Rental Income Tax Calculator
See the full picture of how rental income is taxed — Schedule E deductions, depreciation shield, passive loss rules, and after-tax cash flow.
Schedule E allows deductions for all ordinary and necessary expenses. Enter additional expense categories below (they already include the Quick Calculator inputs above).
Aggregate multiple rental properties. Losses from one property can offset income from another. Prior-year passive loss carryforwards reduce current-year taxable income.
| Property | Gross Rent | Total Deductions | Net Income (Loss) |
|---|---|---|---|
| Property 1 | $24,000 | $25,473 | ($1,473) |
| Property 2 | $18,000 | $20,454 | ($2,454) |
| Property 3 | $30,000 | $34,090 | ($4,090) |
| Portfolio Total | $72,000 | $80,017 | ($8,017) |
How Rental Income Is Taxed
Rental income is reported on Schedule E and taxed as ordinary income at your marginal federal rate — the same bracket as your wages. Unlike capital gains, there is no preferential rate for net rental income. However, the tax code provides substantial deductions that often turn rental income into a paper loss, even when you are cash-flow positive.
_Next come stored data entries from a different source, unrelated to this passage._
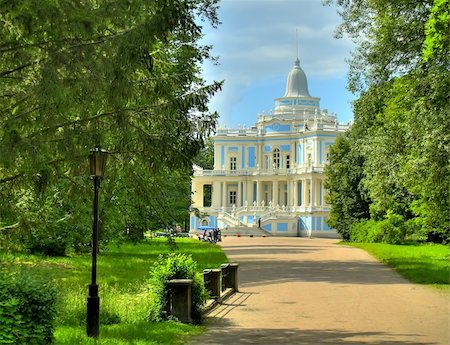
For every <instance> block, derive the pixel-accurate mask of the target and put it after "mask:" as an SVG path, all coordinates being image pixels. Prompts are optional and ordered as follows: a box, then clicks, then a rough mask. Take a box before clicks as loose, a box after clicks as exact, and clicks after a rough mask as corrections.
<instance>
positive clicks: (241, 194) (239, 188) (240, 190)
mask: <svg viewBox="0 0 450 345" xmlns="http://www.w3.org/2000/svg"><path fill="white" fill-rule="evenodd" d="M241 197H242V182H241V181H239V182H238V193H237V195H236V207H239V206H242V205H241Z"/></svg>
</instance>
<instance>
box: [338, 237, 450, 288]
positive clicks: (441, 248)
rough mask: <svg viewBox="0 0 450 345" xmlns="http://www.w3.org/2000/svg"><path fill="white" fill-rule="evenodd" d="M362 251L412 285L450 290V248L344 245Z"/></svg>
mask: <svg viewBox="0 0 450 345" xmlns="http://www.w3.org/2000/svg"><path fill="white" fill-rule="evenodd" d="M344 244H346V245H351V246H353V247H357V248H362V249H364V250H366V251H367V252H369V253H370V254H372V255H373V256H374V257H375V258H377V259H378V260H380V261H381V262H384V263H386V264H388V265H389V266H390V267H392V268H393V269H394V270H396V271H397V272H398V273H399V274H401V275H402V276H403V277H405V278H406V279H408V280H410V281H411V282H413V283H418V284H427V285H433V286H435V287H437V288H441V289H449V290H450V285H449V284H450V247H449V246H445V245H439V244H421V245H420V244H417V245H394V244H383V243H347V242H346V243H344Z"/></svg>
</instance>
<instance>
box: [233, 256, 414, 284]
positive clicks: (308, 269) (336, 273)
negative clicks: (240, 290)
mask: <svg viewBox="0 0 450 345" xmlns="http://www.w3.org/2000/svg"><path fill="white" fill-rule="evenodd" d="M239 262H240V267H239V279H240V283H241V285H242V286H256V285H261V284H264V285H266V284H277V283H283V282H327V283H332V284H336V283H337V284H406V283H408V282H407V281H406V280H404V279H403V278H401V277H400V276H399V275H398V274H397V273H395V272H393V271H392V270H391V269H390V268H389V267H388V266H386V265H383V264H380V263H378V262H361V261H352V260H347V261H337V260H331V261H329V260H315V261H311V260H305V261H297V260H295V261H294V260H289V261H288V260H283V261H272V260H270V259H267V260H251V259H250V260H247V259H242V260H239Z"/></svg>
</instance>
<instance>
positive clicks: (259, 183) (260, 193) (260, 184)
mask: <svg viewBox="0 0 450 345" xmlns="http://www.w3.org/2000/svg"><path fill="white" fill-rule="evenodd" d="M256 204H257V205H258V206H260V205H261V181H259V180H258V181H256Z"/></svg>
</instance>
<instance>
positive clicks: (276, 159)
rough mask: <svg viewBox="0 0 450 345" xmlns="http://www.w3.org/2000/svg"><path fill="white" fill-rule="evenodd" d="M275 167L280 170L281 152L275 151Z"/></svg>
mask: <svg viewBox="0 0 450 345" xmlns="http://www.w3.org/2000/svg"><path fill="white" fill-rule="evenodd" d="M273 165H274V167H275V168H277V169H279V168H280V150H279V149H275V150H273Z"/></svg>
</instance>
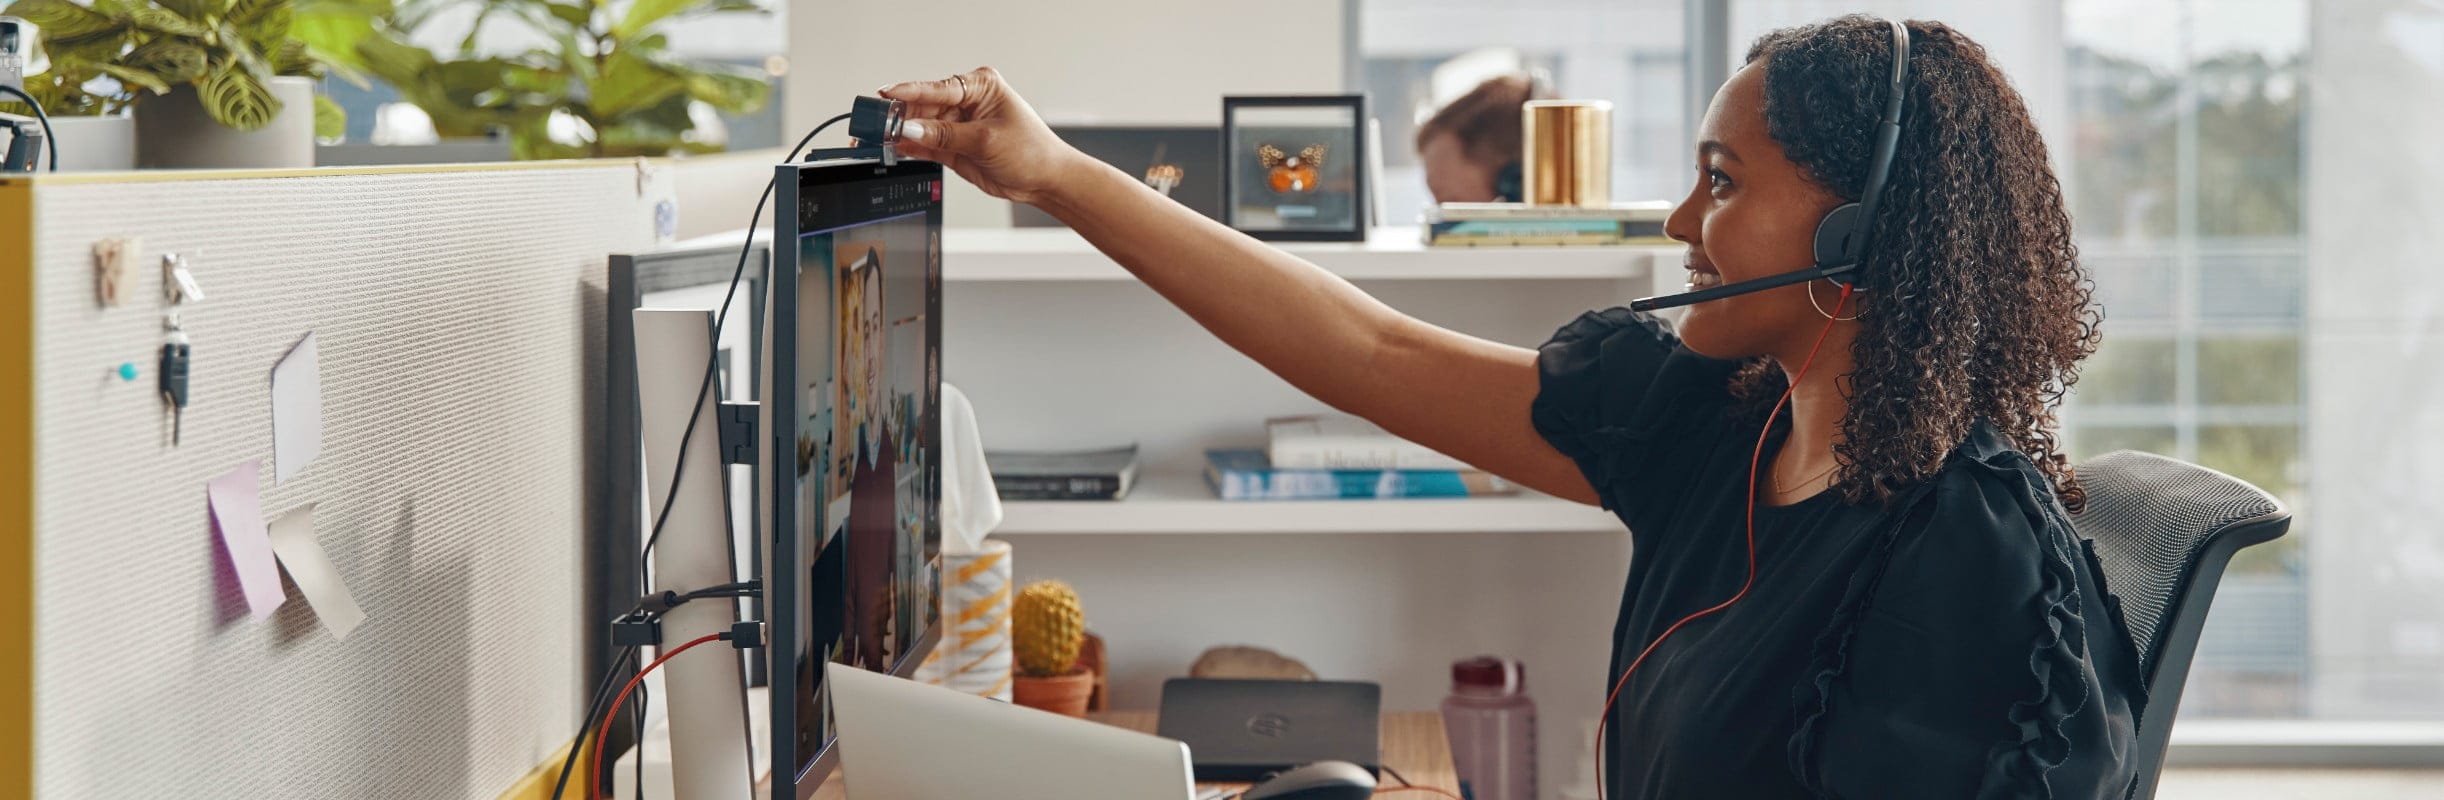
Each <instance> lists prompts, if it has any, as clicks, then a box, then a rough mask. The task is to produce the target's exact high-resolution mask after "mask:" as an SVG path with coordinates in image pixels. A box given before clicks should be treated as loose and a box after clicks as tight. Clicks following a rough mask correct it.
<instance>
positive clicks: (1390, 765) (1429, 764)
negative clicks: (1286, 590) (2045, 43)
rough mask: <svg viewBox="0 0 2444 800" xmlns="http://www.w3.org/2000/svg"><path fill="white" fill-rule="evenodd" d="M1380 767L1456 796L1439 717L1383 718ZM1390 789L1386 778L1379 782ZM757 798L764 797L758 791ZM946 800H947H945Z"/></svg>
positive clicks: (1223, 784)
mask: <svg viewBox="0 0 2444 800" xmlns="http://www.w3.org/2000/svg"><path fill="white" fill-rule="evenodd" d="M1090 719H1095V722H1102V724H1114V727H1124V729H1132V731H1144V734H1154V712H1102V714H1092V717H1090ZM1383 766H1391V768H1393V771H1398V773H1400V776H1403V778H1408V780H1410V783H1415V785H1430V788H1440V790H1447V793H1452V795H1459V773H1457V771H1454V768H1452V739H1449V736H1444V731H1442V714H1435V712H1396V714H1383ZM843 773H846V768H843V771H841V773H833V776H831V780H826V783H824V788H821V790H816V793H814V798H816V800H846V798H848V790H846V788H843V783H848V778H843ZM1383 783H1386V785H1391V780H1388V776H1386V780H1383ZM1224 785H1227V788H1244V785H1232V783H1198V790H1205V788H1224ZM758 795H765V790H763V788H758ZM1432 795H1435V793H1398V795H1393V798H1432ZM946 800H948V798H946Z"/></svg>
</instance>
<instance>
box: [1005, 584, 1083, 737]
mask: <svg viewBox="0 0 2444 800" xmlns="http://www.w3.org/2000/svg"><path fill="white" fill-rule="evenodd" d="M1009 643H1012V651H1014V656H1017V661H1019V675H1017V683H1014V685H1012V700H1017V705H1024V707H1031V709H1046V712H1053V714H1068V717H1085V705H1088V697H1090V695H1095V673H1092V670H1088V668H1085V665H1083V663H1078V651H1080V648H1085V607H1083V604H1078V590H1070V585H1066V582H1058V580H1039V582H1031V585H1026V587H1024V590H1019V599H1014V602H1012V604H1009Z"/></svg>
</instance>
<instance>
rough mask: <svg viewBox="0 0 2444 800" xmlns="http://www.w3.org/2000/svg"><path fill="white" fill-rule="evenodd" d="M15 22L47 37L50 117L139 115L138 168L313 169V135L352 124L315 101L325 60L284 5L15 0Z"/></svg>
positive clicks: (258, 4)
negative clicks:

Total Deductions = Operating Expenses + Mortgage Interest + Depreciation
Estimated Tax = Taxable Income × Marginal Rate
Schedule E Deductions You Should Not Miss
- Mortgage interest: Fully deductible for rental properties (unlike primary home which has a $750,000 cap).
- Depreciation: Residential rentals depreciate over 27.5 years. This is a non-cash deduction — you get a tax write-off without spending money. On a $300,000 property with $60,000 land, that is $8,727/year.
- Repairs and maintenance: Immediately deductible if they restore existing condition (not improvements).
- Property management: Typical 8–12% of gross rent. Fully deductible.
- Property taxes, insurance, HOA: All deductible in the year paid.
- Travel: Mileage to the property for maintenance at the IRS standard rate ($0.67/mile in 2024).
- Legal and professional fees: Eviction costs, CPA fees allocated to rental, attorney fees.
- Advertising: Listing fees, yard signs, online platforms.
Example: Rental Property Tax Calculation
Single-Family Rental — 22% Bracket
| Gross Annual Rent | $24,000 |
| Maintenance & Repairs | ($2,400) |
| Insurance | ($1,800) |
| Property Taxes | ($3,600) |
| Property Management (10%) | ($2,400) |
| Mortgage Interest | ($8,000) |
| Depreciation ($300K − $60K land / 27.5) | ($8,727) |
| Taxable Rental Income | ($2,927) — Paper Loss |
| Tax Owed (at 22%) | $0 |
| Cash Flow (before depreciation) | $5,800 |
Despite positive cash flow of $5,800, depreciation creates a paper loss — no tax is owed on rental income, and the loss may offset other income if MAGI allows.